In February 2009, various changes were introduced to the way ReFacto is produced, including the elimination of the use of a protein called albumin, which is produced by human blood, from the production process. The name of the drug from ReFacto to ReFacto AF has also been changed.

Following these changes, the pharmaceutical company conducted a study to demonstrate that the body assimilates in the same way ReFacto and ReFacto AF. He also conducted two main studies on the efficacy of ReFacto AF: the first examined the prevention and treatment of bleeding episodes in 94 previously treated patients and the second the prevention of bleeding in 22 patients undergoing surgery.

What benefit has ReFacto AF shown during the studies?

Studies have shown that ReFacto AF is as safe and effective as ReFacto in the prevention and treatment of bleeding episodes in patients with haemophilia A.

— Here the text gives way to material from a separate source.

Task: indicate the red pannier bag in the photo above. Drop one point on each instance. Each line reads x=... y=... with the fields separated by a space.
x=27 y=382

What is the risk associated with ReFacto AF?

Patients with haemophilia A may develop antibodies (inhibitors) against factor VIII. In these cases ReFacto AF is not effective and bleeding control may be lacking. The most common side effect with ReFacto AF (seen in more than 1 patient in 10) is vomiting. For the full list of all side effects reported with ReFacto AF, see the Package Leaflet.

ReFacto AF should not be used in people who may be hypersensitive (allergic) to human coagulation factor VIII, to any of the other substances or to hamster proteins.

Why has ReFacto AF been approved?

The Committee for Medicinal Products for Human Use (CHMP) noted that ReFacto AF is comparable to ReFacto, the original form of the drug. The CHMP therefore decided that the benefits of ReFacto AF outweigh the risks for the treatment and prevention of bleeding in patients with haemophilia A (congenital factor VIII deficiency). The CHMP recommended the granting of a marketing authorization for ReFacto AF.

What measures are being taken to ensure the safe use of ReFacto AF?

In view of the gradual replacement of ReFacto with ReFacto AF on the market, the company that makes the drug will provide information packets to healthcare professionals who will prescribe or use ReFacto AF, to all associations of hemophilia patients in the European Union (EU), to patients taking ReFacto AF and laboratories that will monitor patients treated with ReFacto AF. These packages will include information on the differences between ReFacto and ReFacto AF, on the safe use of ReFacto AF, on how to report side effects, information on similar medicines available outside the EU, and finally reminds the patient to take ReFacto AF with him enough in case of travel.

Other information on ReFacto AF:

On 13 April 1999, the European Commission issued a marketing authorization for ReFacto, valid throughout the European Union. The holder of the marketing authorization for the medicine is Wyeth Europa Ltd. The marketing authorization was renewed on 13 April 2004 and 13 April 2009. On 18 December 2008, the name of the medicine was changed to ReFacto AF.

The full EPAR for ReFacto AF can be found here.

Last update of this summary: 04-2009.